In article <·············@WINTERMUTE.eagle>, SDS <···········@cctrading.com> writes:
>> I am pretty sure that someone has implemented HTML parsing using LISP
>> already, so I would appreciate some pointers/hints.
>>
Here's the function from my Charlotte sources that does the first
level of parsing into tags, which does what you want.
My code futher "intern"s the tags into real objects,
and parses the tag attributes. The tag objects are defined
using a macro that expands (ultimately) into a defclass form
for each tag type, and parses the tag attributes for the given tag.
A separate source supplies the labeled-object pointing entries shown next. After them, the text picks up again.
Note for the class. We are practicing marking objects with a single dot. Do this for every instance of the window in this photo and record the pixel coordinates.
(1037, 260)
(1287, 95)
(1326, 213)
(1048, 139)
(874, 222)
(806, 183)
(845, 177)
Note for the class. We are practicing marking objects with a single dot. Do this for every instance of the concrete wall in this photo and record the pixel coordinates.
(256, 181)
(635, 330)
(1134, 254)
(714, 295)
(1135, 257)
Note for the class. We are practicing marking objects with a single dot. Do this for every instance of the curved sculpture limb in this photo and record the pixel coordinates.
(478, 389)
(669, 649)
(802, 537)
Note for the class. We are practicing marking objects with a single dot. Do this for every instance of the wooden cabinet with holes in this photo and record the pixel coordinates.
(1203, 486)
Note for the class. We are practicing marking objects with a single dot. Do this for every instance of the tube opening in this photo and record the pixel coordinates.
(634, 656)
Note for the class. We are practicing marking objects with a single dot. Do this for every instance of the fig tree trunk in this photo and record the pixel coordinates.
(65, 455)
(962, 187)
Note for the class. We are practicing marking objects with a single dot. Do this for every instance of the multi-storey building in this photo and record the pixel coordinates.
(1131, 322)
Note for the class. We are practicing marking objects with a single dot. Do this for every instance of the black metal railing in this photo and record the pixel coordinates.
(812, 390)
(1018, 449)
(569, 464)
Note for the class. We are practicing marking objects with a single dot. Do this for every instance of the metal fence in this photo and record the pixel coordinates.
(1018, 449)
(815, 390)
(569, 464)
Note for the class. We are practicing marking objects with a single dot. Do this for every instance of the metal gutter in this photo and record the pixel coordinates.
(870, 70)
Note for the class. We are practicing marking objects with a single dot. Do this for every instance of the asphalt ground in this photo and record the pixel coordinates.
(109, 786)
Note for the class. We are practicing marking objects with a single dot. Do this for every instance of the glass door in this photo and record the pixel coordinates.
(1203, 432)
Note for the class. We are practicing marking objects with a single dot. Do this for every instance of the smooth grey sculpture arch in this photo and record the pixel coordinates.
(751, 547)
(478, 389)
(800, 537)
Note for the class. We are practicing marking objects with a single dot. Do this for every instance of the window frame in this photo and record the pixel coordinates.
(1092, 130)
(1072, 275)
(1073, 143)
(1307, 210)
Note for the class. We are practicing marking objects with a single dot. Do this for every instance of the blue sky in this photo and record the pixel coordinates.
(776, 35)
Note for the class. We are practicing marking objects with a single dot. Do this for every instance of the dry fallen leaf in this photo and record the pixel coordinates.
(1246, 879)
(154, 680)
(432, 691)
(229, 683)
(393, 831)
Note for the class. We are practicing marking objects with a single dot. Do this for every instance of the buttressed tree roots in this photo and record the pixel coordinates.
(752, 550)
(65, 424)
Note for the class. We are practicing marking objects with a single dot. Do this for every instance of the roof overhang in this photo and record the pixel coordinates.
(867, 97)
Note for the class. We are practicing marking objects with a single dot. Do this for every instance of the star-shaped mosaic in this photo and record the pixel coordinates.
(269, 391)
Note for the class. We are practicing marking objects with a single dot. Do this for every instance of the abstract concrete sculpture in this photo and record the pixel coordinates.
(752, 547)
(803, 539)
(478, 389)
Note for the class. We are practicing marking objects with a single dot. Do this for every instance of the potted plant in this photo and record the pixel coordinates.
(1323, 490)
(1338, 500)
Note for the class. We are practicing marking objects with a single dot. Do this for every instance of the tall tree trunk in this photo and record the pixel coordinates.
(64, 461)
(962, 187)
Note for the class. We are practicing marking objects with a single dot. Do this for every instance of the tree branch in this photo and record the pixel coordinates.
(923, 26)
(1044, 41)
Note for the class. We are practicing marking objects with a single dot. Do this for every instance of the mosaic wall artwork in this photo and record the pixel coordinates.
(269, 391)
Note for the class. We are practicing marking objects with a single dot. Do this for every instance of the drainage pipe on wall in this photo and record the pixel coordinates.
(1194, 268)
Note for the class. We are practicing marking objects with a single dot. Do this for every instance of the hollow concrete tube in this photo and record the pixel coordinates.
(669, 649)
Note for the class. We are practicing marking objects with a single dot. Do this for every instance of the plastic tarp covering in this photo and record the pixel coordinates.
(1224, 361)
I haven't included that code here.
Hope this is helpful.
-Kelly Murray ···@franz.com
;;
;; parse the html text file into a list of tags and content strings
;;
(function parse-html-into-tags (buffer)
(loop with start = 0
with items = nil
with done = nil
until done
finally (return (nreverse items))
do
(let tag-start = (position #\< buffer :start start)
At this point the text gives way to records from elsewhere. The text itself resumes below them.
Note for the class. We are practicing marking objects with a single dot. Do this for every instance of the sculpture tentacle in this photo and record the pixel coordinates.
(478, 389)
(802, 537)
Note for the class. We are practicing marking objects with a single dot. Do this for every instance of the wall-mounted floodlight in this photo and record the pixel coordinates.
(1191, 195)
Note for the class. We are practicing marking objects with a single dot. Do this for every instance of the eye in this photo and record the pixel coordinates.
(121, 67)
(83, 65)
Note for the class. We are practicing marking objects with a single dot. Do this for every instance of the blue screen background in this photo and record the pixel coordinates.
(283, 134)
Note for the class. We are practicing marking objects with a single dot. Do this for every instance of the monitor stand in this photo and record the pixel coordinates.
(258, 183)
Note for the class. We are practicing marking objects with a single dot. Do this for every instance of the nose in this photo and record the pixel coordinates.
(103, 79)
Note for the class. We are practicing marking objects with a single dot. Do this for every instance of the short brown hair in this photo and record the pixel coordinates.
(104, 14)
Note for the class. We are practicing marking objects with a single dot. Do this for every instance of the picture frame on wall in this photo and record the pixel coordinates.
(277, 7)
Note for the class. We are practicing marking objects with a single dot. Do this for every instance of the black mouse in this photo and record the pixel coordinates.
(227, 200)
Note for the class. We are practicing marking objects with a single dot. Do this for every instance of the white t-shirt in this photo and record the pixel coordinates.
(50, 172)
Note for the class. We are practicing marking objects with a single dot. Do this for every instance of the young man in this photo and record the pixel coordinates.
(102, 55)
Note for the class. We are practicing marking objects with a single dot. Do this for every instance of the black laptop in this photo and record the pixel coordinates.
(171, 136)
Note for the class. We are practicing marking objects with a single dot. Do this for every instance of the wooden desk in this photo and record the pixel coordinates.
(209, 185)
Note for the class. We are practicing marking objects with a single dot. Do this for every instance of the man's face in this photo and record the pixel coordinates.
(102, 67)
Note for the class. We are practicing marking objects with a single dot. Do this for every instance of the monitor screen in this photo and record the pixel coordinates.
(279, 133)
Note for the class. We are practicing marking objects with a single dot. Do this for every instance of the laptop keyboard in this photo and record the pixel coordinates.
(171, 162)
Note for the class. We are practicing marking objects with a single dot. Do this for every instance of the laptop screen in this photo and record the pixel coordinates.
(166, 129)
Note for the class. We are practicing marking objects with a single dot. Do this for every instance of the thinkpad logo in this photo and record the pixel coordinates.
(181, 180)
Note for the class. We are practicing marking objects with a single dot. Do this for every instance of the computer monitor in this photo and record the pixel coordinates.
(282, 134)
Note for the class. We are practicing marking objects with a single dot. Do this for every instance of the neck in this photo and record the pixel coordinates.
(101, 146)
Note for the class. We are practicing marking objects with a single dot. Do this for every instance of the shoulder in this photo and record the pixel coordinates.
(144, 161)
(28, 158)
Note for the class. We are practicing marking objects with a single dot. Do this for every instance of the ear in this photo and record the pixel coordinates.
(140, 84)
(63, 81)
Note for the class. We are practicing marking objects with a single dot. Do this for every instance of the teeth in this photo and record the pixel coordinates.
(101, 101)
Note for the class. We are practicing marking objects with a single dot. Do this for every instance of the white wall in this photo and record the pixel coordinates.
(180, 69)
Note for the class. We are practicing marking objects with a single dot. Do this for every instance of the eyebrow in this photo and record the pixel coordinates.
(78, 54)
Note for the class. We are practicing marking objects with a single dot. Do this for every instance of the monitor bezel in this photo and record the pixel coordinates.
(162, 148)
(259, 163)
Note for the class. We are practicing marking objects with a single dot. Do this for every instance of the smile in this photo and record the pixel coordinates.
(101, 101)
tag-end = (when tag-start (position #\> buffer :start tag-start))
do
(if (and tag-start tag-end)
then
(if (not (eq start tag-start))
then
(let text = (string-trim nil ; '(#\space #\tab #\newline)
(subseq buffer start tag-start))
do
(if (not (zerop (length text)))
then
(push text items))))
(push (subseq buffer tag-start tag-end) items)
(setf start (1+ tag-end))
else
(setf done t)
(let text = (string-trim '(#\space #\tab #\newline)
(subseq buffer start))
do
(if (not (zerop (length text)))
then
(push text items)))
))))
(function intern-html-tags (taglist)
(loop for tags on taglist
for tag = (first tags)
with objs = nil
finally (return (nreverse objs))
do
;;
;; see if a tag or content
(if (equal (char tag 0) #\<)
then
(push (intern-html-tag tag) objs)
else
(push (make-instance 'html-content :string tag) objs)
)))